I feel impossibly fragile, a sensation I haven’t experienced since I was a kid, and it paints everything with heartache and loneliness.

Harper put in a good word for me with the building owners, so I was able to move into one of the empty apartments down the hall. I used Alric’s card to hire movers and get all my stuff over here, but most of it was still in boxes, and I’d had to spend an entire day doing laundry just to get the scent of strangers off my things. I’m not sure about living here long term, but it’s at least a place to masturbate in peace and spare Harper from having to share a bathroom with me.

I’m feverish and hornier than I’ve ever been in my entire life. No amount of time with a knotted dildo and my own trusted hands does anything to ease the ache, not when my body craves my scent matches with unfathomable longing. I’ve replayed every heated moment between the four of us in my mind. Watched the video of Hunter and Zach fucking me in the gym till I have it memorized. It’s the only thing that helps even a little to keep the dread of my heat away.

“The next time I fuck you will be during your heat, while I’m knotting you with my teeth in your neck, bonding you to me forever.”

Slick slides down my ass at the thought of Alric buried so deep I might break apart from the stretch alone, his knot locking him inside me, his teeth sinking into my flesh, a bond making us unbreakable.

I come again but with no actual relief and give up to shower. I turn on the cold water to rinse off one last time before Omega’s Comfort arrives. Why did my heat have to be on the same night as their app party?

After I finally drag myself from the shower, I dress in leak-proof panties, loose PJs and my favorite sweater.

My phone dings with a notification.

This is an automated message.

Thank you for choosing Omega’s Comfort. Your ride will be arriving in twenty minutes.

I thought I had more time. My phone only reads 5:45 p.m.

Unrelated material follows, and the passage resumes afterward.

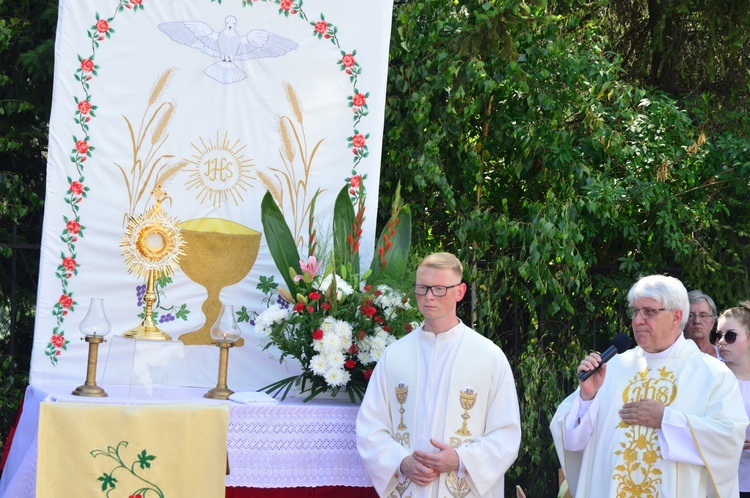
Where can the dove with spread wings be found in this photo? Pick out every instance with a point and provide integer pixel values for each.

Shit. It hits me then, I’ll soon be in a semi-comatose state for the next few days, and tears swell.

I’ve worked so hard to not be anyone’s anything, but being theirs doesn’t seem like a prison anymore—it feels more like something beautiful is blooming. Slowly, petal by petal. Being with these men is shifting something in me. I’m fucking terrified and I don’t wanna do it alone anymore. I want them at my heat.No, I need them there.